Da dove è partito e dove sta andando il vostro studio?
Il nostro studio è attivo ormai da tempo e, nel tempo, ha acquisito un buon nome. Credo proprio per l’obiettivo che ci siamo prefissati e che abbiamo perseguito, ovvero metterci in gioco sia sul piano del design di prodotto, sia quello del supporto alle aziende.
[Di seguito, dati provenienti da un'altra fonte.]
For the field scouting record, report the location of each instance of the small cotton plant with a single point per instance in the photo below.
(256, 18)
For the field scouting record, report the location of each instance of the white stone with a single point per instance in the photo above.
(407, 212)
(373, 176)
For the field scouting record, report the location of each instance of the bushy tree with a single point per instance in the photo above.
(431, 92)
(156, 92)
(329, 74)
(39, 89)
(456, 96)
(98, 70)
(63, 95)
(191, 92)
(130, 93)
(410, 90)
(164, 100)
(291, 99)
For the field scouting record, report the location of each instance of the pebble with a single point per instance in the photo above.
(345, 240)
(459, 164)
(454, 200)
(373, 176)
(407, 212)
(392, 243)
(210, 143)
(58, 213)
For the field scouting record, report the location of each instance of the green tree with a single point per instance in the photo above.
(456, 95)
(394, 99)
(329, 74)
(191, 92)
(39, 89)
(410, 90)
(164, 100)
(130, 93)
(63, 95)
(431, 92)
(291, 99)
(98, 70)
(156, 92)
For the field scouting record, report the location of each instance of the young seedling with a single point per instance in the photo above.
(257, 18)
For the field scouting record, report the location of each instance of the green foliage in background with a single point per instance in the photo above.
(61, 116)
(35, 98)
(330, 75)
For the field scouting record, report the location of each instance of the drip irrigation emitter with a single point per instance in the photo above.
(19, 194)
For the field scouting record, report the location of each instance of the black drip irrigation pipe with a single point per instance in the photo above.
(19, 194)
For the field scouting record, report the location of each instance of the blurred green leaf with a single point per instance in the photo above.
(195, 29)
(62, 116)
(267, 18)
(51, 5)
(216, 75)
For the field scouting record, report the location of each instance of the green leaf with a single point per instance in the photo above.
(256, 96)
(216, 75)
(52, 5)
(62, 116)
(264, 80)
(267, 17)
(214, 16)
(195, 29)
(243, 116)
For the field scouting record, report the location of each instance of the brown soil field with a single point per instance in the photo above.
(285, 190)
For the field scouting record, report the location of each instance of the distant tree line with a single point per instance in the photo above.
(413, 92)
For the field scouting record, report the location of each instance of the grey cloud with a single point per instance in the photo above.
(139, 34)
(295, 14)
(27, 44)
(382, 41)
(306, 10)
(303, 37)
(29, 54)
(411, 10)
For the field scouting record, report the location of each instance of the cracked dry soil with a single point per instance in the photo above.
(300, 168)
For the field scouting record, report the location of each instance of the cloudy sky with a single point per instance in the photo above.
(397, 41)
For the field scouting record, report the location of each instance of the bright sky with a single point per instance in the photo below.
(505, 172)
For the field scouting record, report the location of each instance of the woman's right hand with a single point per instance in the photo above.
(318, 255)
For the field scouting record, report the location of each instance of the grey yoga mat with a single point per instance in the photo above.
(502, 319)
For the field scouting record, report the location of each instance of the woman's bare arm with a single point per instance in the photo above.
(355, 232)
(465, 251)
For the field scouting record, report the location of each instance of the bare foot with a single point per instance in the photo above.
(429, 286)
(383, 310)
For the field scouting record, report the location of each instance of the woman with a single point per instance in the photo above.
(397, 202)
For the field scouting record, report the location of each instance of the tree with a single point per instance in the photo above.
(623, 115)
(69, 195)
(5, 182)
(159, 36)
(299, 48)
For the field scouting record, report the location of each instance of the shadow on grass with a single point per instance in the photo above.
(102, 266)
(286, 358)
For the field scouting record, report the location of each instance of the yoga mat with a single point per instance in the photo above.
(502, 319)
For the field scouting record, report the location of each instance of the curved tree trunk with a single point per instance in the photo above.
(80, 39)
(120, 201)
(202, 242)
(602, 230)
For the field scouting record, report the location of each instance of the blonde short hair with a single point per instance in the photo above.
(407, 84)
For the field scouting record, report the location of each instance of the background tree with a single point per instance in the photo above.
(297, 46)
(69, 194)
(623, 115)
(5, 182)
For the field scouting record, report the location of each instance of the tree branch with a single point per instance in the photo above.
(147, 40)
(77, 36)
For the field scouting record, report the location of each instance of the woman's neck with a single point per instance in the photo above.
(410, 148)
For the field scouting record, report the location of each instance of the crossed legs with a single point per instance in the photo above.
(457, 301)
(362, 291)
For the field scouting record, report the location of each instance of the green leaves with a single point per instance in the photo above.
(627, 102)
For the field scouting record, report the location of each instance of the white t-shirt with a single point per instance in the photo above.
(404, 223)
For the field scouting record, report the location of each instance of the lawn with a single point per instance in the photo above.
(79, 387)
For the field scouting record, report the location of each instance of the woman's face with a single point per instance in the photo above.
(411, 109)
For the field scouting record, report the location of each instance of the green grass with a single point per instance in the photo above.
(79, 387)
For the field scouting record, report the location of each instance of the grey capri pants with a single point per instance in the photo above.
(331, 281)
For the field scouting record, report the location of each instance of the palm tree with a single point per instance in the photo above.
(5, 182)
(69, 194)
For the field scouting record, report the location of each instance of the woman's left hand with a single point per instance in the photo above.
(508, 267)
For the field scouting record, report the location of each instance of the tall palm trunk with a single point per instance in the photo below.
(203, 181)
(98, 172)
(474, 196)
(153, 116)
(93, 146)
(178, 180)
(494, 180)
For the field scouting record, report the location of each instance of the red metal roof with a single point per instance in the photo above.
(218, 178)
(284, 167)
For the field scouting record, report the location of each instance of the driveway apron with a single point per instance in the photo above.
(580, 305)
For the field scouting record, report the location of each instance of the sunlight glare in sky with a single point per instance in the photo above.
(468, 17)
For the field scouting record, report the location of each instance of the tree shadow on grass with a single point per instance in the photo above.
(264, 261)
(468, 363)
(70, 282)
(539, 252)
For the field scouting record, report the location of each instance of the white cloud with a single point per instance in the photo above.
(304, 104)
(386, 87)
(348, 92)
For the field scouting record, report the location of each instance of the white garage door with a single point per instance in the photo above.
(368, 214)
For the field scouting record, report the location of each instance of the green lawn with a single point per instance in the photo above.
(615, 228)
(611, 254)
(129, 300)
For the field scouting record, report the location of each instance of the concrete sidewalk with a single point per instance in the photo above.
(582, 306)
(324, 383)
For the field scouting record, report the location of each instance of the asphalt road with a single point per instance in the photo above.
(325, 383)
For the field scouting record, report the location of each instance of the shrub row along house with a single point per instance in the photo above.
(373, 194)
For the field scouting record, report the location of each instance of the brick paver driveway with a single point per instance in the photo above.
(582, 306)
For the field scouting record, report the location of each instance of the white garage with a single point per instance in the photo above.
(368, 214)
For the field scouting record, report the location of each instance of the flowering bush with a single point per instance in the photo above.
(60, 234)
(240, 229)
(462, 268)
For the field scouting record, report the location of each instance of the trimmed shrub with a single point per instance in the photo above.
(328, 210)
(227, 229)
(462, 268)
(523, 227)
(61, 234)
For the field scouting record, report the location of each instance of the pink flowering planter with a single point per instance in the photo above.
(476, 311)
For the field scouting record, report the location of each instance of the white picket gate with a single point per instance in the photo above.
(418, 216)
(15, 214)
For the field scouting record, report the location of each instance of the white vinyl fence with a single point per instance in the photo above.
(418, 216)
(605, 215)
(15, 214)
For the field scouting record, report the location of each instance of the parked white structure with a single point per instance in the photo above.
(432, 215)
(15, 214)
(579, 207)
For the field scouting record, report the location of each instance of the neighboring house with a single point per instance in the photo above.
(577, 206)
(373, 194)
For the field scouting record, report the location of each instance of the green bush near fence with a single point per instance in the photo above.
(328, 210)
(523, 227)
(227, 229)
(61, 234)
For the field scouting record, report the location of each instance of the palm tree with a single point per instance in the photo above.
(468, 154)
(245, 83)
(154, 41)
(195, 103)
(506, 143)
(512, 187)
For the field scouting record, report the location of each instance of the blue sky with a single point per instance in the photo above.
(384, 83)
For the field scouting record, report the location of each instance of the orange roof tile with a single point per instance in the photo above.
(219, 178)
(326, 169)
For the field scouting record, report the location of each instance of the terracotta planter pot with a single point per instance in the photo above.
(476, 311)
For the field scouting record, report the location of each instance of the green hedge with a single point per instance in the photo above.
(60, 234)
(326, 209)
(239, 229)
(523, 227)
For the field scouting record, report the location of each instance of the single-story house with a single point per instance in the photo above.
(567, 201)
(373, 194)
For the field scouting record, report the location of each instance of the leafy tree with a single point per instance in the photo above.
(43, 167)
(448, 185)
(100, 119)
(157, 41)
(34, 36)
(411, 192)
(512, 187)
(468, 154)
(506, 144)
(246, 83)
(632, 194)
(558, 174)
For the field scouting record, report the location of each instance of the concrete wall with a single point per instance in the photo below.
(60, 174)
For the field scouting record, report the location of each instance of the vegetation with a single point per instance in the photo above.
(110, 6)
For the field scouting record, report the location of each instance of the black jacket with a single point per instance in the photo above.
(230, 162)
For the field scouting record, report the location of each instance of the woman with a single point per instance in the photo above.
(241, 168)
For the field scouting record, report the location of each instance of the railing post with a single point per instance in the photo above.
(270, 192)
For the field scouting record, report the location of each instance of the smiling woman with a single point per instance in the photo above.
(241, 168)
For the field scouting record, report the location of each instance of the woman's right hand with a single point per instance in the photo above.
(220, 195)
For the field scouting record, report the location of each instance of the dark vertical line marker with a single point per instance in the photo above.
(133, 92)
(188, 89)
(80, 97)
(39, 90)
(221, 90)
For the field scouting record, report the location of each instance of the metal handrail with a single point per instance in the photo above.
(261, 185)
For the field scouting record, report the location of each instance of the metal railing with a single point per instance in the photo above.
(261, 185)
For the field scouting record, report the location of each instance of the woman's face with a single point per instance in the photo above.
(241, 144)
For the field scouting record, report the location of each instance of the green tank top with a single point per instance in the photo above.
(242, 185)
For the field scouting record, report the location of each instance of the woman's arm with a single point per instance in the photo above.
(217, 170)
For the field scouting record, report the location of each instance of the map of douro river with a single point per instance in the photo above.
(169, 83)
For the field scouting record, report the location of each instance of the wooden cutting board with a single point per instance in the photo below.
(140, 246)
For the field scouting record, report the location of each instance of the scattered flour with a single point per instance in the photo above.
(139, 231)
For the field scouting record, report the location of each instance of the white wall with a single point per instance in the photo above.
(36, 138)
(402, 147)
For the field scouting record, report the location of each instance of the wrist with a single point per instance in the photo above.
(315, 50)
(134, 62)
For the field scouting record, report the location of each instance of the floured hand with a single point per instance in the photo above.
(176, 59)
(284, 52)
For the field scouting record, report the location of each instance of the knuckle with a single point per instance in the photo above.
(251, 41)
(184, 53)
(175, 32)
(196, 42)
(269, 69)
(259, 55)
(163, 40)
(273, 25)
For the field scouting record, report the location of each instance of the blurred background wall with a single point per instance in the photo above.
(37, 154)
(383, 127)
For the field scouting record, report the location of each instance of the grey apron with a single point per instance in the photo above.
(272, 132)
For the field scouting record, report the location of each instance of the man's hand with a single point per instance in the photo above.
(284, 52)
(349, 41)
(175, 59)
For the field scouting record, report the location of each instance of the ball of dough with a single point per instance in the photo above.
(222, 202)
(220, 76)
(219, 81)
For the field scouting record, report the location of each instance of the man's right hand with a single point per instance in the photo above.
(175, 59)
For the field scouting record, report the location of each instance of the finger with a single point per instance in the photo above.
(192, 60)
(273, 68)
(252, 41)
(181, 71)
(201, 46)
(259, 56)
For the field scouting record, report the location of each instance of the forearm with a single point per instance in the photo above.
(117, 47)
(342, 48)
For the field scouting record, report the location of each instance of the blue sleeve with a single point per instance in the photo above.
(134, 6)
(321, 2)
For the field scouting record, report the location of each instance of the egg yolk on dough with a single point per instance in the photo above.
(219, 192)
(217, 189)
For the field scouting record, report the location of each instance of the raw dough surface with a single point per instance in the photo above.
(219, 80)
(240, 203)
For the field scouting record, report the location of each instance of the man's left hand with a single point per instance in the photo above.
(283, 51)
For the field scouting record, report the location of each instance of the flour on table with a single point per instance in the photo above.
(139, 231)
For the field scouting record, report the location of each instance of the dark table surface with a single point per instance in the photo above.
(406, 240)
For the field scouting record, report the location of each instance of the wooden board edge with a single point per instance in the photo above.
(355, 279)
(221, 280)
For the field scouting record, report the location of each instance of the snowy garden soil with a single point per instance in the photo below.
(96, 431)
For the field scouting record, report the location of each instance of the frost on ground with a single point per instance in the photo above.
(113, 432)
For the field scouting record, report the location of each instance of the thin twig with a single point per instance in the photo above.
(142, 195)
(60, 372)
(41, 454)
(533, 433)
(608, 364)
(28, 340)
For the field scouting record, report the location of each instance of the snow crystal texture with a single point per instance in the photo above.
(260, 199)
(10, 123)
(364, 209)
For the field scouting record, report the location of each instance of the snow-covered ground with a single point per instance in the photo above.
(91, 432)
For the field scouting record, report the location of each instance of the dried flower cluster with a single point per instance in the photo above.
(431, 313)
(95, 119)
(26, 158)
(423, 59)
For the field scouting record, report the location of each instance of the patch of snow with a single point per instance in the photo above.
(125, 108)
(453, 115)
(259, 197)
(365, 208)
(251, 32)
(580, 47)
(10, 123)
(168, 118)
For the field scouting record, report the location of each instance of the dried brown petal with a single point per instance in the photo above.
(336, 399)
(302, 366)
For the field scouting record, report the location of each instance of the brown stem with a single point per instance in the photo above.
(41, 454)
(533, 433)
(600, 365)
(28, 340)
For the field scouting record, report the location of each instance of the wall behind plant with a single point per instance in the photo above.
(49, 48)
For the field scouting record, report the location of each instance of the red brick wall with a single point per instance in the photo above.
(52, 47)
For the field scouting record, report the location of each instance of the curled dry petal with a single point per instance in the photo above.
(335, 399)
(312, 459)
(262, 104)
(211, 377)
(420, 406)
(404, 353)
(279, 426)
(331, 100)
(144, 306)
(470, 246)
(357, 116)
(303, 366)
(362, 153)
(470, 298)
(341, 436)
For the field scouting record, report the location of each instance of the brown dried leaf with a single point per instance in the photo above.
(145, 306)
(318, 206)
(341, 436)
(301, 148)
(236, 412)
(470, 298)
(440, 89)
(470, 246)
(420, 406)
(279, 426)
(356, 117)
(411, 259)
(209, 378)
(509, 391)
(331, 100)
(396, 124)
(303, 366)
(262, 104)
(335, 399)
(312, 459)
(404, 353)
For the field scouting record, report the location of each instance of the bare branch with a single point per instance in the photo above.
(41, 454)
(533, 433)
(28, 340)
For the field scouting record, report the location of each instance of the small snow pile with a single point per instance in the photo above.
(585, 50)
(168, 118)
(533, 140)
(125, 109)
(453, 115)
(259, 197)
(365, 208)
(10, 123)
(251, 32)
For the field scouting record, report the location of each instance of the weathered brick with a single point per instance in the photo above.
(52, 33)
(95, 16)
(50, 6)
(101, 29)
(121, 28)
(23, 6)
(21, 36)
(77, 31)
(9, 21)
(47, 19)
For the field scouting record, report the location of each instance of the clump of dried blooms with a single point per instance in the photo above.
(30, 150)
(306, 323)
Oggi le cose sono un po’ cambiate, anche se non di molto, ma quando abbiamo iniziato si sentiva davvero un gap profondo tra un buon progetto e una buona comunicazione dello stesso. I risultati quindi, spesso, arrivavano travisati, mal interpretati. Era un peccato e lo è ancora adesso quando succede. Ogni tanto penso che l’Italia sia un Paese abitato da tanti bravi designer, tanti bravi architetti, ma pochi manager e pochi comunicatori (bravi). Il nostro, quello del design intendo, è poi un settore che si parla parecchio addosso e ciò comporta un blocco comunicativo nella direzione dell’utente finale. Se ti parli addosso, infatti, non hai la capacità ascoltare, quindi fai fatica a capire e interiorizzare le esigenze di chi ti sta parlando. Il lavoro che svolgiamo insieme alle aziende, quindi, nel nostro ruolo di art director è proprio impegnarci per colmare questo gap, in modo da permettere ai brand di raggiungere gli utenti con il loro prodotto e con tutte le strategie messe in atto per comunicarlo, per farlo conoscere.
Quali sono i settori che vi vedono più impegnati?
Collaboriamo e abbiamo collaborato con brand internazionali di settori diversi: dal bagno alla cucina, ci occupiamo di architettura, interior design, industrial design, yacht design e ultimamente ci stiamo concentrando sul mondo dell’hospitality. Sono io, tra i due, quello più irrequieto. Appena capisco che un progetto è arrivato al suo culmine massimo, preferisco cambiare e cominciare a occuparmi subito di qualcosa di nuovo. Sono convinto che il nostro sia soprattutto un lavoro di servizio: i risultati si ottengono quando si riescono a trovare le strade per avvicinare davvero le persone e raccontare loro quello che stiamo facendo, che l’azienda sta facendo. Con Ideal Standard, per esempio, tutti i prodotti per l’ambiente bagno che abbiamo fatto uscire in questi anni sono diventati dei driver del settore, i progetti realizzati per i wc, per esempio, hanno realmente cambiato l’architettura del prodotto.